L’avversione per Matteo Renzi è palpabile ma non viene dal nulla. È ciò che il ragazzo ha seminato in questi tre anni in cui ha pensato di poter bastare a se stesso, evitando confronti alti, giocando in sicurezza con gli amici, illuso che al Potere con la p maiuscola si potesse credere davvero. Terribile quando ci credi davvero. Soprattutto se vieni dal bar, dove i sentimenti sono molto diretti, immediati, senza ulteriori sovrastrutture. Il ragazzo di campagna che crede di essere diventato Qualcuno, un’immagine così poco confidenziale e attrattiva da scatenare una reazione eguale e contraria. E se non è esattamente il rancore, è almeno quel sentimento di avversione molto umano per la verità, che non ti fa versare neanche una mezza lacrimuccia se per caso prendi una facciata.

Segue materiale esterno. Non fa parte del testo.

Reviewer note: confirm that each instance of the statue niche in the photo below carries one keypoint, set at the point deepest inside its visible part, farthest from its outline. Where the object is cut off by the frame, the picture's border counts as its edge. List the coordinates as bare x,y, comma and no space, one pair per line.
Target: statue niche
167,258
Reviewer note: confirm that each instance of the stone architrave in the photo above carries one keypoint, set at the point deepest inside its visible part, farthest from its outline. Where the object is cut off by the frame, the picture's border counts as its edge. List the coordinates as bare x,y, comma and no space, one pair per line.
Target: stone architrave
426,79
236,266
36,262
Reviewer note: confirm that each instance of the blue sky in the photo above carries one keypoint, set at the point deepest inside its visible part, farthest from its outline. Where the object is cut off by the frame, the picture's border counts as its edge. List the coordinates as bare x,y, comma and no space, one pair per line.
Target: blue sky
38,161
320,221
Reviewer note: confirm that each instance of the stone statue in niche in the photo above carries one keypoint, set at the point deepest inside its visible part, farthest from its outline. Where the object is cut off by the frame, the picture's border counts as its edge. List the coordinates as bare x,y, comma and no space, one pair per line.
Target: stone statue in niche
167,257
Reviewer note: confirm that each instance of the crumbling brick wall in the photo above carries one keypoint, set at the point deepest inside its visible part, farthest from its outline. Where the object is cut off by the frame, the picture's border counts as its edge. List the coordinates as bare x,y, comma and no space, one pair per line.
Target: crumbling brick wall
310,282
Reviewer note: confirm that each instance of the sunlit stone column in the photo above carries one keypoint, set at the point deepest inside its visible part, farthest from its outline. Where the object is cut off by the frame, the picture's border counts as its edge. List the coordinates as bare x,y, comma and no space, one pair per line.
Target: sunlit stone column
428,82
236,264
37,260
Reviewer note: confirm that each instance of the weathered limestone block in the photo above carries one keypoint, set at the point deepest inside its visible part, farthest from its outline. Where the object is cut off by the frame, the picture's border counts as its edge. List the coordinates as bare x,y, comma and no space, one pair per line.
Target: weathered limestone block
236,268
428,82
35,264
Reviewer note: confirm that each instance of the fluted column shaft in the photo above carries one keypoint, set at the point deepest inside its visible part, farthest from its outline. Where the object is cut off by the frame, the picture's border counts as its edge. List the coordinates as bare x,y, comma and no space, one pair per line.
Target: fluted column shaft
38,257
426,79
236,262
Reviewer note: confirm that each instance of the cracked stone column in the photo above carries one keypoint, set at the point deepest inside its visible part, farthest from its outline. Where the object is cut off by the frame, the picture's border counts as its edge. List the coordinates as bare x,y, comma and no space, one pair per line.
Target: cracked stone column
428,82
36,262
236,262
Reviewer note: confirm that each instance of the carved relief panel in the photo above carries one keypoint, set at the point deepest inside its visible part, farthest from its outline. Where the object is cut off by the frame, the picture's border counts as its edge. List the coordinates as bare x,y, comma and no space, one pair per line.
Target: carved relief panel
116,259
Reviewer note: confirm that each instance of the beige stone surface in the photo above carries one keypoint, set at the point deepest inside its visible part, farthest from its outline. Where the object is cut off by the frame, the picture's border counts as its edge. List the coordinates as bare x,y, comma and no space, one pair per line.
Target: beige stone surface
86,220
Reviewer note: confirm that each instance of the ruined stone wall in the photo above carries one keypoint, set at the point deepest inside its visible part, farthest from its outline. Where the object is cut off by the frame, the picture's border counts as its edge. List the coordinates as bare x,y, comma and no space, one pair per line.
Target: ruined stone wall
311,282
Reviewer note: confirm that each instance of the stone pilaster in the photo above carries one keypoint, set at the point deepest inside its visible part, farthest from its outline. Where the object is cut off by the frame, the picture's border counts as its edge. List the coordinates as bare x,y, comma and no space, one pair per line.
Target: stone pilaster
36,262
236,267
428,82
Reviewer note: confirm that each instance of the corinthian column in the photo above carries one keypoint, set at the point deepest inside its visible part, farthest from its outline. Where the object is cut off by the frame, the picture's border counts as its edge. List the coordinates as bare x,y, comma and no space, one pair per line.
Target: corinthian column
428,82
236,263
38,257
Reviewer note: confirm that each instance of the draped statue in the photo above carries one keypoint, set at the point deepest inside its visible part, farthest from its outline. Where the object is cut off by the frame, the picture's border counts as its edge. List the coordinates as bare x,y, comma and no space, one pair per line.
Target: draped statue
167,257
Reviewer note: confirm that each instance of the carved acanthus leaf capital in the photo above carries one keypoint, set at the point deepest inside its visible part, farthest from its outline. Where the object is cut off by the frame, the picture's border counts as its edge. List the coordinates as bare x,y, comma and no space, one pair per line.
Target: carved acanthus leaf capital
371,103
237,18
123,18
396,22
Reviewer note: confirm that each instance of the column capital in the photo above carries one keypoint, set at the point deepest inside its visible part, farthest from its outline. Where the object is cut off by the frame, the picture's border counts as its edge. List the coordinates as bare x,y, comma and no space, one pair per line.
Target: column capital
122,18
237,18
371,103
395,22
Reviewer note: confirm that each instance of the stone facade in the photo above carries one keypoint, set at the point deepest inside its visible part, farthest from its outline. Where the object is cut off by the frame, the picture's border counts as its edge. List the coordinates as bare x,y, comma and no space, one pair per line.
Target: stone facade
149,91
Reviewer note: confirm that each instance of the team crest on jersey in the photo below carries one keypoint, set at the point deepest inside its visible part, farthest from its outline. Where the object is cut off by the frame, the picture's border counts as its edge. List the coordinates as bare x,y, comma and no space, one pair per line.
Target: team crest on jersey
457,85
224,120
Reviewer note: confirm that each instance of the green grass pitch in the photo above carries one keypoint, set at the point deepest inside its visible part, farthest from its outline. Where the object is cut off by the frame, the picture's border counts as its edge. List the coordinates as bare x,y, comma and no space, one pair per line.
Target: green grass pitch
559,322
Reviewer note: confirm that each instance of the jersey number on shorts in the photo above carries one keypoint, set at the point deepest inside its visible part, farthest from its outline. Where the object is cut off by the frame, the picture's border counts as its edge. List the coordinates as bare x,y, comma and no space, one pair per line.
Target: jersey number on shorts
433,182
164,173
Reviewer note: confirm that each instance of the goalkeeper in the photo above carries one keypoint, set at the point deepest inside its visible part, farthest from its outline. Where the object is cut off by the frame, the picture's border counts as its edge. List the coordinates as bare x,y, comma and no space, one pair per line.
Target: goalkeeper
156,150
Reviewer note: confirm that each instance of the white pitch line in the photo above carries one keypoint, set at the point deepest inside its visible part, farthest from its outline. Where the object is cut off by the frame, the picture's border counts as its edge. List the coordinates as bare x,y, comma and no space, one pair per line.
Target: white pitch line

Matteo Renzi ha plasmato incredibilmente degli elettori nervosissimi. Che non sono disposti a passar sopra sul passato, sugli atteggiamenti spocchiosi, che vedono con sospetto – oggi – tutte quelle aperture democratiche da burocrati del pensiero che rimettono in piedi congressi, statuti, regole e regolette. Dove si sa benissimo come andrà a finire se i tempi sono quelli che sono. Gli elettori nervosissimi non sono dei buoni elettori, perché sono generalmente intrattabili. Hanno scarsi margini di manovra intellettuale, non vogliono più sentire tante ragioni, vivono nella convinzione che qualcuno li abbia ampiamente presi per i fondelli. Questo elettore aspetta solo che qualcuno passi di lì e gli dica: “Hey man”, vuoi dare un bel calcio nel culo a Hillary? È accaduto solo qualche mese fa. Oggi l’elettore del Pd è in quella stessa condizione, è nervoso almeno quanto un elettore di Trump. Aspetta solo che qualcuno passi di lì e gli dica: “Ehi giovanotto, vuoi dare un bel calcio nel culo a Matteo Renzi?”